According to shipping database eeSea, MSC has made systemic adjustments to five key routes over the past two weeks. Unlike typical blank sailings or temporary suspensions, this restructuring is more complex, involving service mergers, route splits, and even changes in overall operating models.


Notably, the Asia–Mediterranean “Phoenix” service has already been terminated, while the US East Coast “Empire” service will end after the final voyage of MSC Jasper VIII on April 27. The US West Coast “Orient” service is also being discontinued, with its final sailing operated by Cape Kortia.

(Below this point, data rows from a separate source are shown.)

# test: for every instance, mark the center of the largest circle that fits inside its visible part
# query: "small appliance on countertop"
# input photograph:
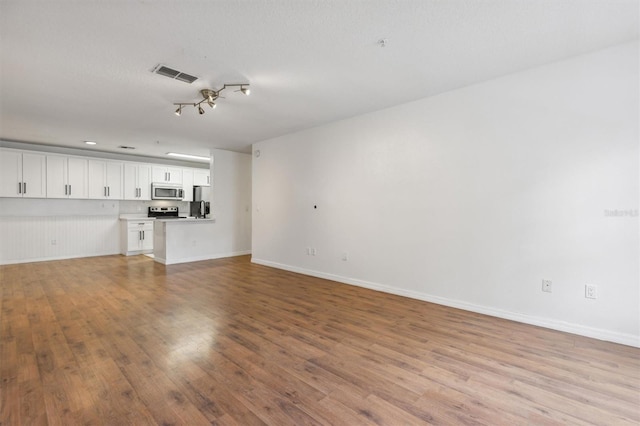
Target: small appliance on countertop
(165, 213)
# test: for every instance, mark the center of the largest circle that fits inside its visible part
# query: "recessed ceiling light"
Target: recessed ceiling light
(189, 156)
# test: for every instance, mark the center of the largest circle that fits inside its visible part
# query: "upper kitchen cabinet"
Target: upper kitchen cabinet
(105, 179)
(137, 181)
(201, 177)
(22, 174)
(67, 177)
(167, 174)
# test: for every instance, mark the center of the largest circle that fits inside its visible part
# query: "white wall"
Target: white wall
(472, 197)
(231, 202)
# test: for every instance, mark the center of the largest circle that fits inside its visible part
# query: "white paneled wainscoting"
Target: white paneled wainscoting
(37, 238)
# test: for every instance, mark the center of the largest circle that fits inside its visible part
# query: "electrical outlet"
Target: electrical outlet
(591, 291)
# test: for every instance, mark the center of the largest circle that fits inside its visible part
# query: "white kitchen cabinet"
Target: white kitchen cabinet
(137, 181)
(167, 174)
(22, 174)
(136, 236)
(67, 177)
(187, 184)
(201, 177)
(105, 179)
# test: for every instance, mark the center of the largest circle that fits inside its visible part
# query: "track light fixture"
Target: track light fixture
(210, 96)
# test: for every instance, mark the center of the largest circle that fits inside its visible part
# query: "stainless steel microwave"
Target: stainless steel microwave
(166, 191)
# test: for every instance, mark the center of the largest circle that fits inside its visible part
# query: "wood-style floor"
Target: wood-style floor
(127, 341)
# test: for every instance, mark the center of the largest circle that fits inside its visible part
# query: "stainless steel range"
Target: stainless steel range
(165, 213)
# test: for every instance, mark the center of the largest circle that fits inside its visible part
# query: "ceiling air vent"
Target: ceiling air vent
(176, 75)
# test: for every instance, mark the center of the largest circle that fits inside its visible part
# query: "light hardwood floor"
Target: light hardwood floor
(124, 340)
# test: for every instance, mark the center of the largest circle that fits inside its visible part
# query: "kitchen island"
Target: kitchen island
(183, 240)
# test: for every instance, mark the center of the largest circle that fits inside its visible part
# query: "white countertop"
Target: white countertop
(187, 219)
(135, 217)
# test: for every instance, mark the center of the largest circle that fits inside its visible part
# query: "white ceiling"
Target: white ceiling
(81, 70)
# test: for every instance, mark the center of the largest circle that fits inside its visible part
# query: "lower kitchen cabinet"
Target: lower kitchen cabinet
(136, 236)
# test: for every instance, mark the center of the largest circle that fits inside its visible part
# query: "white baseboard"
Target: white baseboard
(596, 333)
(50, 258)
(202, 257)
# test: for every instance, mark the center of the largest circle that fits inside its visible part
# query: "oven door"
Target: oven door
(166, 192)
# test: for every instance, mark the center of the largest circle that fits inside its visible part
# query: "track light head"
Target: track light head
(210, 96)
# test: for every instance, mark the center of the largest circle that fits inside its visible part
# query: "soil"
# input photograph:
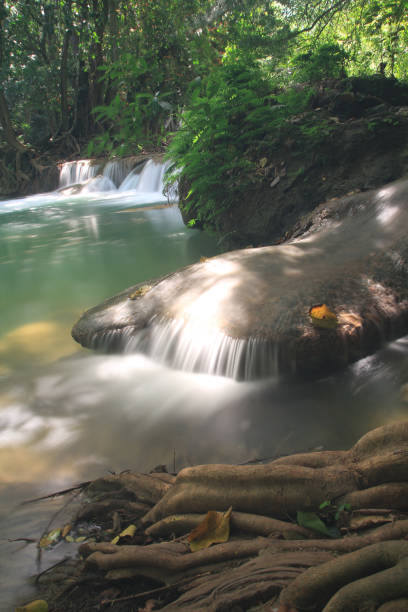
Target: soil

The most significant change is the dismantling of MSC’s flagship pendulum service “Swan–Sentosa” (Asia–Europe–North America):




  • Swan will now operate solely on the Asia–Europe trade, deploying ten 15,000-TEU vessels. These will be available for space-sharing with partners like ONE, Yang Ming, and HMM.



  • Sentosa becomes an independent Asia–US West Coast service operated solely by MSC, with the same vessel size.


In addition, MSC has merged its Middle East/India-bound “Shikra” service with the US West Coast “Pearl” service to create a new hybrid route. This new route will operate with smaller 8,000-TEU vessels, reducing the fleet from 16 to 13 ships—another move to tighten capacity.


Meanwhile, the Ocean Alliance (CMA CGM, COSCO, OOCL, Evergreen) is actively cutting capacity through extensive blank sailings. Sea-Intelligence reports that 58 blank sailings have been announced on Asia–US West Coast routes for April and May alone, over half of which come from the Ocean Alliance, resulting in a 26% year-on-year capacity drop.


In contrast, the Gemini Cooperation between Maersk and Hapag-Lloyd has not announced any blank sailings but is reducing capacity more flexibly—by deploying smaller vessels—achieving an 8% year-on-year cut.


At the heart of this wave of adjustments lies the ongoing US–China trade war. Since its onset, total capacity on the Asia–US East Coast route has dropped by 15 percentage points. What was once projected to grow by 10.9% is now shrinking by 4.9%.


Cargo demand from Asia—especially from China—is reported to be down by 30% to 50% year-on-year. Although Southeast Asia has picked up some of the slack, it remains insufficient to fully replace the lost volume from China.


For freight forwarders and exporters, this means one thing: rate volatility, capacity shortages, and schedule disruptions will be the new normal in the months ahead. As peak season looms, securing space and mitigating supply chain risk will be urgent challenges across the logistics industry.